Ok, I just want to apologize for the crappy attitude I have had lately. I have been drowning in a pit of self-pity and I am trying to crawl my way back out of it! I have decided to stop whining, get over myself, and get on with finding a job.
From now on, I have decided to apply for ANYTHING that I am certified to teach ANYWHERE in Georgia. I would really hate to move away from my family (and take Monkey away from the rest of the family), but I have to do what I have to do to support my family and not go slowly insane! I am still hopeful I will find something within an hour's drive from home so I don't have to move. If I do have to move, I will put my big girl panties on and just get on with it. People move away from loved ones all the time.
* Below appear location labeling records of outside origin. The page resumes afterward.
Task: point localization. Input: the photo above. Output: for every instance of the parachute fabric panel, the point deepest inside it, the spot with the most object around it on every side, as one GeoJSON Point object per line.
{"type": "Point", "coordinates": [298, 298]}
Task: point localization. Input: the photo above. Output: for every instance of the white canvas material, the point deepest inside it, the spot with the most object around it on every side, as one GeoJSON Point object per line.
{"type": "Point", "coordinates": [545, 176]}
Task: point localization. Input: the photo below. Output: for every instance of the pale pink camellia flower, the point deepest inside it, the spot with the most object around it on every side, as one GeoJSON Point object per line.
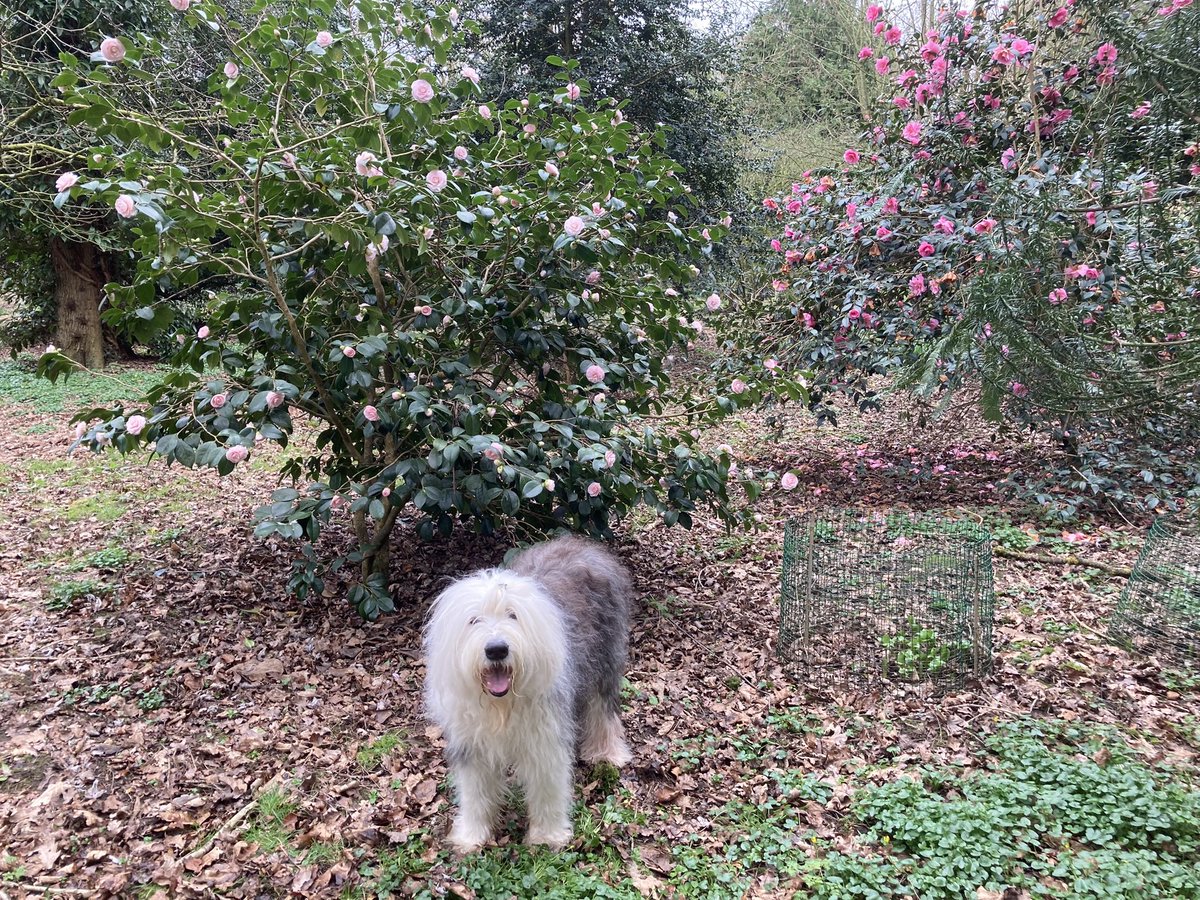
{"type": "Point", "coordinates": [423, 91]}
{"type": "Point", "coordinates": [112, 49]}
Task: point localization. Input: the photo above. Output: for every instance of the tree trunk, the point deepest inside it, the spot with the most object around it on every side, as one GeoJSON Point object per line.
{"type": "Point", "coordinates": [79, 282]}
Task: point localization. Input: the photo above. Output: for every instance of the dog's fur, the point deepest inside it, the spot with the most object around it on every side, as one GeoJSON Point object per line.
{"type": "Point", "coordinates": [562, 611]}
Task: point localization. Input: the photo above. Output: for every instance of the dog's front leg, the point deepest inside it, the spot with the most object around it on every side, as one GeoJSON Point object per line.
{"type": "Point", "coordinates": [549, 780]}
{"type": "Point", "coordinates": [479, 789]}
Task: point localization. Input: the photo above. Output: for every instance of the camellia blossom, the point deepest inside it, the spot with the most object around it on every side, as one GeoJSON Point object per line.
{"type": "Point", "coordinates": [112, 49]}
{"type": "Point", "coordinates": [423, 91]}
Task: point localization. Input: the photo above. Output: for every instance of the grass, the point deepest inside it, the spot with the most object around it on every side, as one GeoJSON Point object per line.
{"type": "Point", "coordinates": [19, 384]}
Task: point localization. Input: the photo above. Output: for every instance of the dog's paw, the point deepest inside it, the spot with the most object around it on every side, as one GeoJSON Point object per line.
{"type": "Point", "coordinates": [553, 838]}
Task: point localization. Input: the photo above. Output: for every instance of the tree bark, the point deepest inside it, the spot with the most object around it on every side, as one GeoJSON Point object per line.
{"type": "Point", "coordinates": [79, 281]}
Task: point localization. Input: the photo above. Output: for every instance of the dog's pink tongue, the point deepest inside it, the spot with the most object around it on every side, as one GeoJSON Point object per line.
{"type": "Point", "coordinates": [498, 682]}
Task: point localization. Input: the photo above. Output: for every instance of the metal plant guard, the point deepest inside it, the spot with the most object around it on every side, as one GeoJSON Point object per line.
{"type": "Point", "coordinates": [873, 599]}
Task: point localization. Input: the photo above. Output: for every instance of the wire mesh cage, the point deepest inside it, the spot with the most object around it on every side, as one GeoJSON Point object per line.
{"type": "Point", "coordinates": [1158, 612]}
{"type": "Point", "coordinates": [897, 598]}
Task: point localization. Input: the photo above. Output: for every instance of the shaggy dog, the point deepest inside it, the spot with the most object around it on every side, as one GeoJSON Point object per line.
{"type": "Point", "coordinates": [523, 665]}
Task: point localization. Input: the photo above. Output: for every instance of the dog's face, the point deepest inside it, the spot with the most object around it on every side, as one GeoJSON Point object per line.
{"type": "Point", "coordinates": [499, 633]}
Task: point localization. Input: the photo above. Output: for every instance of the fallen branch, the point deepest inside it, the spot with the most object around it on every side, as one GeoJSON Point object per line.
{"type": "Point", "coordinates": [235, 819]}
{"type": "Point", "coordinates": [1063, 561]}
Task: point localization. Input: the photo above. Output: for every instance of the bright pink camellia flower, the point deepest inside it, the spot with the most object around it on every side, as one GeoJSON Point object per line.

I am currently at 32 applications in and more likely to add on in the next few days. I have even applied at a correctional institution to be an Educational Manager (basically I would schedule the teachers and do paperwork). I know I could sit back and draw unemployment for six months, but I am not that type of person. I need to be out there doing something, working! Now, I will not work at Wal-Mart or the like (simply because I would make more on unemployment sitting on my lazy butt than I would standing on my feet all day - isn't that sad?).
Tomorrow is a big day! I have to do some grocery shopping, stop at the dollar store, and swing by the unemployment office again (for some job training or something).